As I understand it from your summary, he believes there are now three positions possible for teaching composition in Fulkerson's thinking: 'procedural,' 'expressivist,' and 'cultural studies.' And he ties expressivism and cultural studies together, and argues that both are equally culpable as agents of unduly ideological composition teaching.

But from what I understand of expressivism, it's more correct to describe it not as postmodern, but as Romantic: the goal is to discover the writer's authentic voice. While it could easily be adapted to the ends of multiculturalism, it could also be used in quite the opposite way -- the authentic voice might be understood as being a universal speaking 'I', who is unmarked by race, gender, class, or sexuality.

It seems like Fulkerson is trying to put Cultural Studies and Expressivism together in order to put all of his enemies under one umbrella.

(A caveat: I've seen these terms discussed a little elsewhere, mainly by students and colleagues in my department who do composition & rhetoric, though I can't claim to know them very well.)

Elbow's Absence

Clancy, I absolutely agree with your contention "that helping students improve their writing is always there," but I wonder about the earlier distinction you make about improving students: doesn't most expressivist logic argue that making students into better writers will improve student writing? While expressivist methods seem to me to be open to debate and critique, I find it difficult to argue with the developmental logic that better writers will produce better writing: more than anything else, it ultimately seems to me to be a question of which-comes-first semantics. I'd be curious to hear what perspective your experience (particularly institutional, since that seems to be a significant part of the equation) might lead you to offer.

But I'm sure you knew I'd pick up on your Elbow reference :-). Fulkerson's December 1979 CCC overview article, which seems to me to attempt a disciplinary landscaping quite similar to our carnivalous Fulkerson article, notes that a 1968 College English article from Elbow argues that Elbow's "theories of free writing, collaborative criticism, and audience adaptation are really classical theories masqueradign as modern theories. That is, he said that although most teachers judge student writing either on the basis of its truth or formal correctness, his courses are built on judging student writing by its effect on audience. Aristotle in modern dress. [. . .] Elbow's techniques seem to put him with the expressivists, but at least in 1968, Elbow saw himself, accurately I think, as a rhetoricist" ("Four Philosophies of Composition").

Finally, the reference to Elbow in 1968 leads me to one more point: you quote Fulkerson's characterization of the CCS justification that "having students read about systemic cultural injustices inflicted by dominant societal groups and dominant discourses on those with less power, and upon the empowering possibilities of rhetoric if students are educated to 'read' carefully and 'resist' the social texts that help keep some groups subordinated," and I think this justification connects to Berlin's critique of Elbow's expressivist pedagogy as politically inadequate, or even -- as it spins out in our field's discourse -- somehow entirely apolitical.

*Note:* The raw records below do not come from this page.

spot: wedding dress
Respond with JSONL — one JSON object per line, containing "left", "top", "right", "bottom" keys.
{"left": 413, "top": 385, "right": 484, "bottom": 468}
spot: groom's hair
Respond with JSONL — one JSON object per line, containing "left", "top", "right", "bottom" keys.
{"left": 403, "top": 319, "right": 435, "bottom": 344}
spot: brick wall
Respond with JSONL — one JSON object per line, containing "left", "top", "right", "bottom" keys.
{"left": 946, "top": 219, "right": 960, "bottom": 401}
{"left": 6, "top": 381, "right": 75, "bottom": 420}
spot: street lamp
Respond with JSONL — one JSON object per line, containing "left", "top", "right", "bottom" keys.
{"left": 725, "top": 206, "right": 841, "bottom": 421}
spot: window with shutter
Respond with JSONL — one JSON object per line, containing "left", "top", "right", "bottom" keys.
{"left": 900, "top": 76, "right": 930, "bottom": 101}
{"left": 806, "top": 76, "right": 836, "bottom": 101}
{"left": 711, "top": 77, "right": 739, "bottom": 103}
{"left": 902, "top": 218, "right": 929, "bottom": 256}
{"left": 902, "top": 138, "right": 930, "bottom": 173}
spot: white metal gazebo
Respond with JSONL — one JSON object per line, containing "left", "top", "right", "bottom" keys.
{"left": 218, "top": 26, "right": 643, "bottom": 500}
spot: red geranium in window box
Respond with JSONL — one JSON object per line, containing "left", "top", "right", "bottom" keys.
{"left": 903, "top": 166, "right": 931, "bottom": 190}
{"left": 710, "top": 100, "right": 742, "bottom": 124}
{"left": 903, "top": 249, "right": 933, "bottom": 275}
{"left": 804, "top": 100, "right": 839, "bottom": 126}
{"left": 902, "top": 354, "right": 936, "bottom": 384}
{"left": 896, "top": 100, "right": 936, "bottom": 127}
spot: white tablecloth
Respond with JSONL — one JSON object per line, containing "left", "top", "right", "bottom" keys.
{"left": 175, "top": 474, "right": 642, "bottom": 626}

Obviously, the work you've done helps to continue to give the lie to the silly opposition between personal and political -- but it's also worth pointing out that Elbow's work helping Vietnam War era conscientious objectors draft their personal statements about why they could not fight was far more directly political and influential than most of composition's CCS or so-called critical pedagogy attempts at the hermeneutic unveil.